Saving polar bears: Not just for environmentalists

Dan Upham

Polar bears must have great publicists: Despite being the largest of all bears and the largest predators on land they are overwhelmingly cherished by the public at large, Stephen Colbert notwithstanding. And why not? They’re rugged, beautiful creatures, if not quite so cuddly or cola-loving as depicted in some advertisements. By way of generalization, Environmental Defense Fund (EDF) members like most animals but go particularly nuts for polar bears. Hypothesis: People like an underdog, and polar bears in 2014 fit the bill.

Love them or fear them, on International Polar Bear day (today) and beyond (the other 364), the plight of the polar bear is in many ways representative of the challenges facing the environment, international commerce, and, to some degree, morality in the 21st century.

Environmental challenges

It’s no secret that the Arctic, where Ursus maritimus calls home, is one of the front lines of environmental degradation caused by anthropogenic (i.e., human-induced) climate change.

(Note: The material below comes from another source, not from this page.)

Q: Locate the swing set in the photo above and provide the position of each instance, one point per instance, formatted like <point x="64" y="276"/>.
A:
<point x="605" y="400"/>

To fully understand the scope of that degradation, consider some facts recently shared by Peter Sopher, a policy analyst for EDF’s Clean Energy Initiative:

  • Over the past three decades, warmer temperatures have caused Arctic sea ice to decline; in 2012, sea ice extent was half the long-term average.
  • Artic sea ice shrunk by an area roughly the size of Venezuela in the summer of 2012 alone, compared to what it was in 2011.  
  • If not curtailed, permafrost melting will bring the atmospheric carbon concentration to dangerous levels with disastrous consequences.

This animation, released by the National Oceanic and Atmospheric Administration, clearly shows the massive loss of Arctic ice since 1987.

    Climate change impacts on international commerce

    In the same post, Sopher highlights some staggering implications that climate change impacts expressed in polar bear territory could have on the global economy:

    • Risk analysts have reported that 67 countries with an “estimated combined GDP of $44 trillion will come under increasing threat from the physical impacts of more frequent and extreme climate-related events.”
    • The World Bank (2010) estimates annual climate change adaptation costs for the years 2010 to 2050 to be $70 to $100 billion for the developing world alone.

    Additionally, a melting Arctic opens the possibility for economic development of the regions considerable resources. This spells business opportunity, which is potentially good, but at significant climate risk.

    “While the science regarding permafrost melt’s climate implications remains uncertain, the risk is so enormous that turning a blind eye while developing the Arctic frontier is tremendously irresponsible,” Sopher writes. “The ensuing hastening of permafrost’s melt could lead to global economic costs that drastically exceed the benefits from Arctic development.”

    More than just an economic or environmental issue 

    “Despite the clear importance of taking economics seriously, ultimately, protecting the planet will need to be a moral issue,” EDF economist Gernot Wagner reminded me. “Kick out the economists and call in the priests, rabbis, and imams,” he joked. He’s certainly not the first to suggest the moral imperative of environmental protection, but it’s a concept that needs to be more widely embraced. It’s not just animals like polar bears that suffer; when whole nations consider relocating to avoid drowning the climate change battle takes on a new scope. “If by 2050, say, we are still debating the right carbon price, we’ll have lost that battle,” Wagner noted. “For now,” he is quick to add, “that’s exactly the conversation we need to have, and we need to have much more of it.”

    While a healthy environment and a thriving economy can exist in perfect harmony, it’s ultimately about something more than money, and more than just one species. As a recent article in The Economist about the long-beaked echidna of Indonesia pointed out: “Perhaps, after all, [this long-beaked echidna]  does have a use: to remind people that although putting numbers on nature is worthwhile, economics cannot quite capture the value of all the creatures sharing this planet.”